After an extended period in which Australian builders of fishing boats experienced a downturn in orders for the high-speed rock lobster fishing boats which have formed the backbone of their orderbooks in recent years, the pendulum seems to have swung back in their favour with an increase in domestic demand for both boats in fibreglass, aluminium and steel. Export success, however, continues to elude these builders, many of which seem totally uninterested in markets beyond their shores.
The June issue of "Fishing Boat World" magazine reports that the greatest upsurge in construction has been for Western Australia's rock lobster fishery.
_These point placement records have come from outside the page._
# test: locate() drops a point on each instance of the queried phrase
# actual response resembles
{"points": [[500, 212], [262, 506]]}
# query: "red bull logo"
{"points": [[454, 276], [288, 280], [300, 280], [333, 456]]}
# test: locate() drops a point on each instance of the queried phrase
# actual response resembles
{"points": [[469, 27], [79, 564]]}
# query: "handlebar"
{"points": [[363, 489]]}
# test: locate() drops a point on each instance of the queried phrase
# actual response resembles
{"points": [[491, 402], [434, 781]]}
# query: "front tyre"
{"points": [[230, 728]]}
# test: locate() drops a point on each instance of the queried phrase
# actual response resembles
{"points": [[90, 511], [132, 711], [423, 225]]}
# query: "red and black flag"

At the same time, yards in several Australian states continue to deliver steel trawlers; steel, aluminium and fibreglass tuna longliners, and a variety of other craft in smaller numbers.A two page article by Bill Beecham ("Lobster boats and longliners boost builder's sales") provides an overview of fishing boat construction in Australia over the last 12 months, with descriptions of notable deliveries in the lobster boat, longliner and trawler fields. These outlines demonstrate that Australian designers and builders are more than equal to their contemporaries anywhere in the world.
In particular, Australia is known for its aluminium ship and boat building industry and the same issue of "Fishing Boat World" also contains a number of stories concerning the use of aluminium vessels in the international fishing industry. This includes descriptions of vessels built by Alnmarin International of the United Kingdom, the US-based Eastern Shipbuilding Group's recent research catamaran delivery 'F G Walton Smith', the 12.95 metre Solnes 43 net fishing boat 'Havbris' built in Norway and the Alucraft (Australia) 52 lobster boat 'Belvedere'.Although Australia's boat builders are not active in the export of fishing boats, at least one builder is making an impact internationally. This is Sea Chrome, formerly a Fremantle-based builder of commercial and pleasure craft in fibreglass and now involved in a venture in the African state of Eritrea. Together with the Eritrean Government and a Rawandan partner, Sea Chrome is helping to rebuild the local fishery by building a range of small craft including longliners and trawlers. An interesting article on this equally interesting venture also describes how the local population is being trained in all facets of fibreglass boatbuilding and a range of fisheries techniques and equipment.